Vanaf 1844 begon er een grote migratiegolf vanuit Aalten. Bijna een derde van de plattelandsbevolking, meer dan zesduizend mensen, vertrok naar Amerika. Veelal vanwege geloofsovertuigingen, slechte vooruitzichten door het mislukken van oogsten (o.a. de aardappelziekte in 1847 waardoor de hongersnood in Ierland ontstond), werkeloosheid en lage lonen. Door gunstig nieuws van kennissen en familieleden die al naar Amerika waren vertrokken durfden steeds meer mensen de lange reis te maken. De kosten voor de overtocht waren zo’n honderd gulden per persoon. Dat moet een enorm bedrag zijn geweest in die tijd van armoede. Alle bezittingen werden verkocht om zo de oversteek te kunnen maken. Bij het afscheid van je familieleden wist je dat je ze nooit weer zou zien. Hartverscheurend moet dat zijn geweest. Met boerenkaren maakten vele Achterhoekers de tien uur durende toch naar Arnhem van waar ze met een binnenschip verder naar Rotterdam gingen. Een tocht die dagen kon duren.

Anton woonde in Bredevoort in Huis nr. 71. Straatnamen waren er nog niet. Dit is ter hoogte van het Zandt. Grappig detail is dat vroeger op ’t Zandt de vonnissen in het openbaar werden uitgesproken aan veroordeelden nadat zij terecht hadden gestaan in het Ambthuis. Daarna werden de misdadigers afgevoerd naar de galgenbulten voor de uitvoering van het vonnis. Waarschijnlijk door een van de beulen uit Antons familie.  

Net als vele andere Achterhoekers maakt ook Anton de keus om naar Amerika te gaan. Zijn tweede vrouw laat hij achter en ook zijn kinderen uit zijn eerste huwelijk neemt hij niet mee. De kinderen waren op dat moment zes, elf en veertien jaar oud.

Het schip waarmee Anton naar Amerika ging lag op 2 maart 1847 klaar in Rotterdam voor vertrek. In 1847 werd Rotterdam overstelpt door landverhuizers die allemaal hoopten op een beter leven in het nieuwe beloofde land. Op 9 maart stond in de krant dat het schip waarmee Anton zou vertrekken de volgende dag uit zou gaat varen, echter op 20 maart lag het schip er nog. Misschien stond er niet genoeg wind om het zeilschip de haven uit te krijgen. Uiteindelijk vertrekt het schip uit de Rotterdamse haven, op weg naar een nieuw leven. 

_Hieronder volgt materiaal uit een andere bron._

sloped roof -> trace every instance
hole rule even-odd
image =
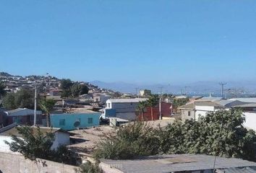
[[[168,154],[142,157],[133,160],[101,159],[101,161],[127,173],[163,173],[211,170],[215,158],[214,156],[202,154]],[[216,158],[216,169],[249,167],[256,167],[256,163],[234,158]]]
[[[219,100],[219,101],[216,101],[216,102],[227,107],[232,107],[236,105],[242,105],[246,104],[246,102],[243,102],[239,100],[231,100],[231,99]]]
[[[223,97],[203,97],[201,99],[197,99],[198,101],[217,101],[217,100],[221,100],[221,99],[225,99]]]
[[[195,105],[196,106],[213,106],[213,107],[224,107],[224,106],[218,104],[214,102],[195,102]]]
[[[6,112],[7,113],[8,116],[17,116],[17,115],[22,116],[22,115],[33,115],[34,110],[27,108],[17,108],[15,110],[6,111]],[[42,111],[37,110],[36,114],[40,115],[42,114]]]
[[[256,97],[252,97],[252,98],[233,98],[231,99],[230,100],[239,100],[240,102],[254,102],[256,103]]]
[[[146,101],[148,99],[146,98],[135,98],[135,99],[108,99],[107,101],[109,101],[111,102],[121,102],[121,103],[125,103],[125,102],[143,102]]]

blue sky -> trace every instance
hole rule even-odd
[[[175,83],[256,78],[256,1],[3,0],[0,71]]]

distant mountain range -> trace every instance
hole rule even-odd
[[[183,93],[220,93],[221,86],[218,81],[196,81],[187,84],[136,84],[125,82],[104,82],[93,81],[90,82],[101,88],[110,89],[115,91],[127,93],[135,93],[137,89],[148,89],[153,93],[159,93],[161,87],[163,92],[181,94]],[[225,89],[237,92],[256,92],[256,81],[227,81],[224,86]]]

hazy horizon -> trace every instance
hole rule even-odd
[[[256,1],[10,0],[0,10],[0,71],[12,74],[135,84],[256,79]]]

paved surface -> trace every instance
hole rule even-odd
[[[171,154],[135,160],[102,159],[104,164],[127,173],[172,172],[213,169],[215,156]],[[256,163],[239,159],[217,157],[216,169],[256,167]]]

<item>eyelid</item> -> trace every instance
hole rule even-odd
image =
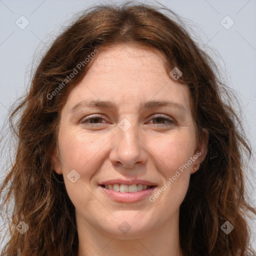
[[[87,121],[88,120],[90,120],[90,119],[93,119],[94,118],[100,118],[102,119],[105,120],[103,118],[103,116],[104,116],[104,115],[102,115],[100,114],[92,114],[92,115],[90,115],[90,116],[86,116],[86,118],[82,118],[82,121],[80,122],[82,124],[88,124],[89,126],[99,126],[100,125],[100,124],[91,124],[90,122],[86,122],[85,121]],[[156,126],[169,126],[170,125],[173,124],[175,122],[174,120],[172,118],[168,116],[166,116],[164,114],[154,114],[153,116],[150,116],[150,120],[152,120],[152,119],[153,119],[154,118],[162,118],[164,120],[168,120],[168,121],[169,121],[169,123],[166,124],[156,124]]]

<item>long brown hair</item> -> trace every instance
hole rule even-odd
[[[242,121],[232,106],[236,98],[220,81],[216,65],[191,39],[182,22],[162,6],[128,2],[96,6],[56,39],[34,74],[29,91],[14,105],[10,116],[18,143],[0,190],[1,210],[5,208],[6,216],[10,216],[6,223],[10,238],[2,256],[77,254],[74,206],[52,160],[60,113],[71,90],[93,63],[92,59],[90,65],[86,64],[86,58],[103,48],[127,42],[160,50],[166,57],[166,72],[174,67],[182,71],[178,82],[190,88],[198,138],[202,128],[209,132],[207,155],[191,176],[180,206],[184,255],[252,252],[244,214],[256,211],[246,197],[244,166],[251,150]],[[84,64],[78,70],[81,62]],[[74,68],[78,74],[64,84]],[[16,228],[20,221],[29,226],[24,234]],[[221,228],[227,221],[234,227],[228,234]]]

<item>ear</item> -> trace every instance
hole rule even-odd
[[[62,174],[62,172],[59,152],[60,150],[58,150],[57,148],[56,148],[52,154],[52,161],[54,165],[54,170],[58,174]]]
[[[205,128],[202,128],[200,134],[200,139],[198,146],[194,152],[194,156],[198,158],[193,163],[191,174],[194,174],[198,169],[200,164],[204,161],[207,154],[208,140],[209,139],[209,132]],[[194,166],[196,170],[194,169]]]

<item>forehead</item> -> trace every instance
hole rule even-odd
[[[88,99],[138,106],[150,100],[170,99],[186,105],[189,110],[188,89],[171,80],[166,61],[157,50],[131,45],[100,50],[86,76],[72,91],[68,105]]]

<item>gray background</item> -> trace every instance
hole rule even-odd
[[[244,128],[254,155],[250,164],[255,170],[256,0],[162,0],[159,2],[188,19],[186,22],[188,28],[192,30],[192,37],[216,62],[228,85],[240,94],[243,108],[240,114],[245,116]],[[96,2],[108,1],[0,0],[0,128],[10,104],[29,84],[30,72],[36,64],[32,62],[34,56],[40,56],[46,50],[46,46],[50,44],[76,12]],[[22,22],[19,18],[22,16],[30,22],[23,30],[16,24],[17,20]],[[221,24],[226,16],[234,22],[229,29]],[[226,18],[222,24],[228,27],[231,22]],[[24,24],[25,20],[22,20],[22,24]],[[2,170],[0,173],[2,181]],[[252,175],[249,180],[254,181]],[[248,186],[255,205],[255,183],[253,186],[254,188],[248,184]],[[256,220],[252,224],[253,240],[256,240]],[[256,250],[256,243],[254,244]]]

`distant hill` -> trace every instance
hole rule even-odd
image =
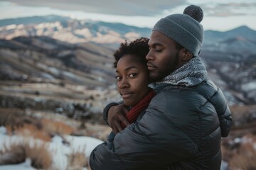
[[[0,39],[47,36],[70,43],[92,42],[107,44],[114,48],[124,40],[149,37],[151,33],[151,29],[148,28],[119,23],[75,20],[57,16],[0,20]]]
[[[0,27],[7,26],[9,25],[28,25],[36,24],[41,23],[54,23],[57,21],[66,22],[69,21],[70,18],[60,16],[31,16],[31,17],[21,17],[18,18],[3,19],[0,20]]]
[[[112,54],[90,42],[74,45],[48,37],[0,40],[0,79],[106,87],[115,80]]]
[[[40,77],[90,88],[114,84],[114,50],[124,40],[149,37],[151,31],[57,16],[1,20],[0,26],[1,79]],[[255,40],[256,31],[246,26],[205,31],[201,56],[209,77],[231,104],[256,102]]]
[[[225,32],[206,30],[205,31],[204,43],[206,45],[213,44],[223,41],[226,39],[238,37],[255,40],[256,31],[247,26],[240,26]]]

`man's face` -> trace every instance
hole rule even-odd
[[[180,50],[176,43],[166,35],[153,31],[149,41],[149,52],[146,56],[152,82],[160,81],[181,65]]]

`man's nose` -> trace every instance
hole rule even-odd
[[[154,60],[154,55],[151,50],[149,50],[149,53],[146,55],[146,60]]]

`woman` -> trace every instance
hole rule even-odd
[[[129,123],[142,118],[155,95],[154,91],[148,87],[150,83],[146,60],[146,55],[149,52],[148,41],[149,39],[141,38],[130,43],[125,42],[121,44],[114,54],[117,89],[123,98],[124,105],[129,110],[126,115]],[[124,127],[123,125],[123,128]],[[112,143],[114,136],[113,132],[111,132],[107,141],[98,145],[92,152],[90,159],[93,159],[95,154],[102,154],[104,157],[106,152],[114,152]],[[98,164],[100,164],[100,162]],[[96,169],[95,167],[99,169],[99,164],[90,164],[92,170]],[[112,166],[117,168],[117,165]],[[101,168],[112,169],[112,167]]]

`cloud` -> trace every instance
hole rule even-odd
[[[256,3],[218,3],[203,4],[206,16],[227,17],[235,16],[256,15]]]
[[[2,1],[2,0],[0,0]],[[186,4],[186,0],[10,0],[20,6],[122,16],[155,16]]]

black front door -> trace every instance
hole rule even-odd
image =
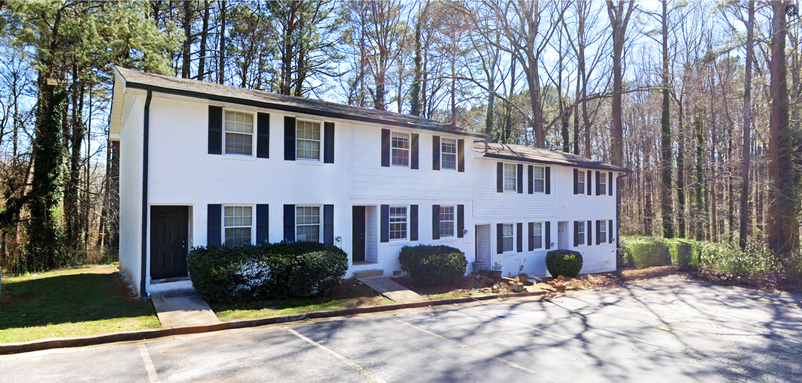
[[[351,257],[354,262],[365,260],[365,206],[354,206],[354,244]]]
[[[187,275],[187,206],[151,206],[151,278]]]

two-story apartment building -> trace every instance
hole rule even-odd
[[[542,274],[562,233],[587,253],[588,272],[615,268],[605,253],[614,244],[576,238],[601,229],[612,238],[612,174],[626,170],[578,156],[547,161],[553,152],[485,146],[484,134],[414,116],[120,67],[110,134],[120,148],[120,269],[140,293],[190,286],[193,246],[263,241],[341,247],[346,277],[398,275],[400,249],[418,244],[513,273],[523,257],[525,271]],[[612,194],[566,194],[577,167],[614,172]]]

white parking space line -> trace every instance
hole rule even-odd
[[[144,345],[140,345],[140,355],[142,356],[142,361],[145,364],[145,371],[148,371],[148,381],[150,383],[160,383],[159,376],[156,374],[156,368],[153,367],[153,361],[150,360],[150,354]]]
[[[491,355],[491,354],[489,354],[488,353],[485,353],[484,351],[480,351],[480,350],[473,349],[473,348],[472,348],[470,346],[467,346],[465,345],[463,345],[462,343],[460,343],[460,342],[458,342],[456,341],[452,341],[452,340],[448,339],[448,338],[447,338],[447,337],[445,337],[444,336],[438,335],[438,334],[436,334],[435,333],[432,333],[432,332],[431,332],[429,330],[427,330],[425,329],[421,329],[420,327],[418,327],[418,326],[416,326],[415,325],[411,325],[411,324],[409,324],[409,323],[407,323],[407,322],[405,322],[403,321],[399,321],[398,319],[395,319],[395,318],[391,318],[391,319],[392,319],[393,321],[397,321],[397,322],[399,322],[399,323],[400,323],[402,325],[408,325],[408,326],[410,326],[410,327],[416,329],[416,330],[423,331],[423,333],[427,333],[429,335],[431,335],[432,337],[442,339],[442,340],[446,341],[450,341],[450,342],[452,342],[452,343],[453,343],[453,344],[455,344],[456,345],[459,345],[460,347],[462,347],[462,348],[464,348],[464,349],[467,349],[467,350],[468,350],[468,351],[470,351],[472,353],[478,353],[478,354],[483,355],[484,357],[491,357],[491,358],[496,359],[496,361],[498,361],[499,362],[500,362],[502,365],[506,365],[508,367],[512,367],[513,369],[519,369],[520,371],[523,371],[525,373],[529,373],[529,374],[532,374],[532,375],[537,375],[537,373],[536,373],[536,372],[534,372],[534,371],[533,371],[533,370],[531,370],[529,369],[527,369],[526,367],[524,367],[524,366],[522,366],[520,365],[516,365],[515,363],[512,363],[512,361],[508,361],[506,359],[503,359],[503,358],[498,357],[496,356]]]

Door de lange reis en de slechte omstandigheden onderweg raakten veel passagiers verzwakt en sommige stierven al voordat ze een voet aan wal hadden gezet. De reis naar Amerika duurde zo’n vijfenveertig tot zestig dagen. Anton kwam op 24 april 1847 aan in Baltimore. Baltimore was op dat moment de derde grootste aankomsthaven in Amerika en volop in aanbouw.


Ik las onlangs het boek “Hiltje” van Anita Terpstra. Het verhaal van een Friese vrouw die ook naar Amerika vertrok in 1847. Slechts een maand na Antons vertrek. Ook zij kwam aan in Baltimore en door brieven en aantekeningen die bewaard zijn gebleven van haar familie heb ik een redelijk beeld gekregen hoe Antons aankomst in Amerika moet zijn geweest. 

Baltimore

Baltimore lag op een heuvel en werd omgeven door bomen. De reizigers moesten een dag op het schip blijven wachten. Alle passagiers en goederen werden aan een streng (hygiënisch) onderzoek onderworpen. Een dokter onderzocht of er ziektes waren en nadat alle reizigers geteld en geregistreerd waren mocht ze van boord. Ik ben heel lang bezig geweest met het zoeken naar de andere passagiers die op de S.S. Johan-Jacob zaten, bij welke familie ze hoorden en waar ze vandaan kwamen.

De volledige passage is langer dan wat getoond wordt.